Depuis la fin du mois d’avril, Greenpeace a donné l’alerte suite aux divers courriers adressés à EDF par l’ASN, qui dresse, depuis le début du chantier en décembre dernier, une liste de problèmes récurrents : utilisation de béton de qualité inadaptée, fissures dans le béton, non-conformités ou absence de ferraillage pour le béton de la plateforme support réacteur,des soudures non conformes réalisées par un fournisseur, non qualification de certains opérateurs en particulier des soudeurs en charge de la réalisation du « liner » (coque en acier de protection interne), contrôles qualité inexistants ou inadéquats, variations non autorisées entre les plans « papier » du projet initial et la mise en œuvre, incapacité à réparer ces erreurs de façon satisfaisante (voir les lettres de l’ASN des 25 janvier, 19 février et 12 mars, sur www.asn.fr).
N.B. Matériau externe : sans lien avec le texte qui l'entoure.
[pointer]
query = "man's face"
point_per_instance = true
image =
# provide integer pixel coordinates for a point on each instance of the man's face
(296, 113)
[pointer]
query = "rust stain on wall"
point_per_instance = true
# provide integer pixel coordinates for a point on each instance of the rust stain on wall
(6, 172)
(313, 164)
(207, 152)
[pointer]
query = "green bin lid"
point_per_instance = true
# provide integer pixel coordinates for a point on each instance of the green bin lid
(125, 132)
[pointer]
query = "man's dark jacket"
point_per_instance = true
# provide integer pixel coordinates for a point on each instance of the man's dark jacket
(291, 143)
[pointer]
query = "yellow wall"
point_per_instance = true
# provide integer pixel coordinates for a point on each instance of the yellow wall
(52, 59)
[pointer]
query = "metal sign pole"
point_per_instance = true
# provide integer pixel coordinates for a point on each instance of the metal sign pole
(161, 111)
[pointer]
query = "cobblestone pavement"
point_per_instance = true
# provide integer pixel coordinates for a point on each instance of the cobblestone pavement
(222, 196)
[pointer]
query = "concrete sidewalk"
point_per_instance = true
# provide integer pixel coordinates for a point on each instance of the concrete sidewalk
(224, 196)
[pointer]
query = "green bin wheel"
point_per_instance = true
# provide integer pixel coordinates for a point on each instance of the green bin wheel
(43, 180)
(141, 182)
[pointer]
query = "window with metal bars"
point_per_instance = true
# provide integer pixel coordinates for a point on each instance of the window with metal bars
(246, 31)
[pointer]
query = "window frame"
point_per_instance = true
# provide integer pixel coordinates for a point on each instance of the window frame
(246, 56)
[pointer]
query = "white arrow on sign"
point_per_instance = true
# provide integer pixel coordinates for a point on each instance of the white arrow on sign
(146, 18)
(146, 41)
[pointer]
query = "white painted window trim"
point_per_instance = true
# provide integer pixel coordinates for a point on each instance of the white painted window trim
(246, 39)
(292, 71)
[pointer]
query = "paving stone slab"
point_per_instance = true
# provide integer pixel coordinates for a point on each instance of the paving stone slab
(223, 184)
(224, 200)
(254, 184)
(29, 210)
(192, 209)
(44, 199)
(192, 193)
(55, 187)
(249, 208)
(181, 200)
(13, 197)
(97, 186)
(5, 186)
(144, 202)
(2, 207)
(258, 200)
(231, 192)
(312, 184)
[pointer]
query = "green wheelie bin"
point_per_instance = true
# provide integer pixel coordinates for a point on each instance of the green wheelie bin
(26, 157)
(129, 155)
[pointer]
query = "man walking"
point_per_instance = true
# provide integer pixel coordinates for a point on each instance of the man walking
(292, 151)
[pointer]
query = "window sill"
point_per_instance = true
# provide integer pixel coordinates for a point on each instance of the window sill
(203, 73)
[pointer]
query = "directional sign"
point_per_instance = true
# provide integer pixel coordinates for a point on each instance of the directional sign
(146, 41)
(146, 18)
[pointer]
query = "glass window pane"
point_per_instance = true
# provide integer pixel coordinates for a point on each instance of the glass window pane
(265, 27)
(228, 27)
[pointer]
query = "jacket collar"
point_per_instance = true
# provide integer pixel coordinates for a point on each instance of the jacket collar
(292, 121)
« Ce matin, invité sur la radio RTL, le président de la République Nicolas Sarkozy a affirmé que l’EPR était une solution à la montée des prix du pétrole… On voit bien aujourd’hui qu’avec le nucléaire la France parie sur le mauvais cheval : ce n’est pas l’atome qui fait avancer les voitures et l’EPR n’est qu’un coup de bluff d’Areva, reprend Yannick Rousselet. Sans surprise, le chantier français prend le même chemin catastrophique que le chantier finlandais. Ce qui se passe en Finlande et en France prouve que le nucléaire, c’est trop tard, trop cher, trop risqué. Le projet EPR doit être abandonné. »
Le chantier de l’EPR finlandais, le premier lancé mi-2005 par Areva, avant celui de Flamanville, en France (Manche), était censé faire office de vitrine mais a vite tourné à la catastrophe. Le réacteur finlandais d’Olkiluoto a déjà accumulé deux ans de retard depuis le début de sa construction : le contrat prévoyait une connexion du réacteur EPR au réseau finlandais pour le premier semestre 2009. En réalité, ce ne sera fait au plus tôt qu’en 2011, voire plus tard. Le dépassement budgétaire est désormais évalué à 1,3 à 2,2 milliard d’euros selon les experts. En clair, au lieu des 3,3 milliards convenus au départ, l’EPR finlandais devrait coûter au moins 4,5 milliards d’euros. Enfin, les problèmes techniques s’accumulent, relevés par l’Autorité de sûreté nucléaire finlandaise : faible qualité du béton destiné aux fondations ou défauts des soudures ou des composants du réacteur, autant d’éléments qui impliquent des risques potentiels en matière de sûreté. Le gouvernement finlandais, qui avait misé sur la mise en route du réacteur pour réduire ses émissions de gaz à effet de serre, a bien du mal à atteindre ses objectifs fixés dans le cadre du protocole de Kyoto, mais aussi à assurer un approvisionnement d’énergie fiable dans les années à venir.